The dogs have the run of the place -- there are no cages. Greenberg explained how he made the system work. "I screen the dogs very carefully when they come in. I want to keep out the aggressive dogs. Some signs of aggressiveness are ears back, a tense tail pointing down. It means he's ready to fight. If a dog's tail is wagging and he puts the front end of his body down and stretches, he's ready to play."

Screening begins by bringing the dog "into a room by himself. Then I bring in a gentle, quiet, submissive dog and see how the visitor dog reacts. If he puts his head on top of the other dog's neck, it means he wants to dominate. I'm standing right there, so if anything happens, I can grab them both. But if that first encounter goes well, I bring in a friendly but feistier dog and see if they play together. Finally, I bring in my dog. He's a very good test, because he's friendly and loves to play. If a dog is aggressive, my dog will growl and get ready to fight back. I probably don't allow about one out of every eight dogs. Also, I don't allow pit bulls. Not that I don't like pit bulls -- they can be good dogs -- but if they ever did get in a fight, they could do a lot of damage."

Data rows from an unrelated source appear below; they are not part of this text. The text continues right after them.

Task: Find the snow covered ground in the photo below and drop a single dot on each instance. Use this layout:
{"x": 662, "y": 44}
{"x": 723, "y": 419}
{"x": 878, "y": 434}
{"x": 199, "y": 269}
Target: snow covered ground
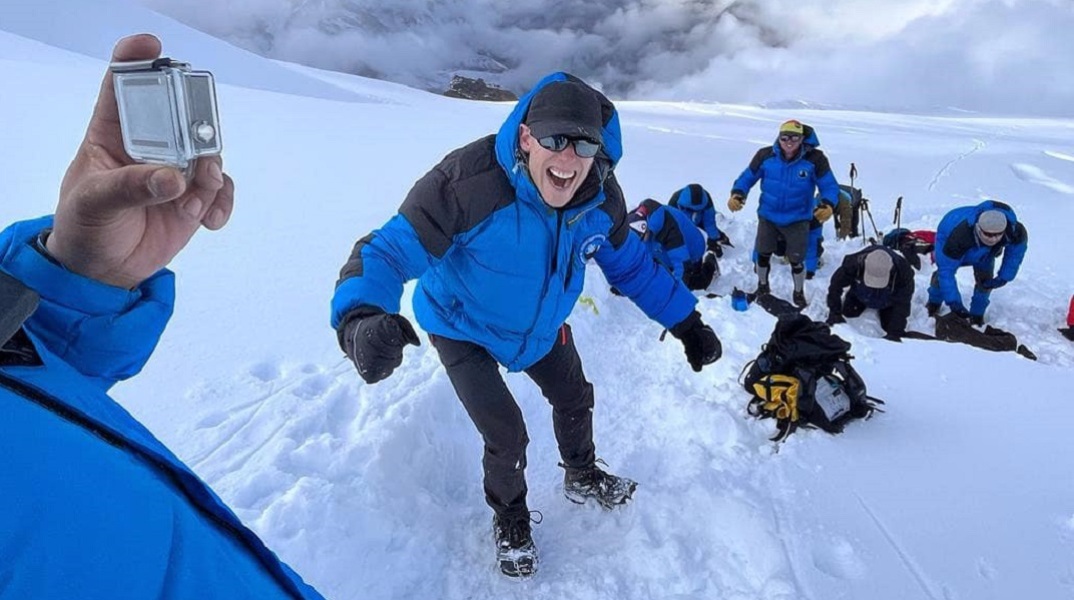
{"x": 961, "y": 491}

(While he hasn't had any fights so far, Greenberg notes that despite the best of screenings, he "can't promise that the dogs will never fight. But all of my people know how to break up dogs in a fight. The best way is to grab the aggressive dog by the haunches in front of the hind legs and pull them back. It gets them off balance, and they can't generate any power to stop you. We also have a hose with a fireman's nozzle -- if we have to, we can squirt the dog in the face, and that will break it up.")

Greenberg noted that if you can't make it to him, he'll come to you via Camp Diggity Dog's van service. "We can hold up to 12 dogs -- we have straps they can tie into via collar or harness so that they don't slip and fall and benches where your feet would normally go." Transportation rates are $8 each way within three miles; beyond three miles, call for prices.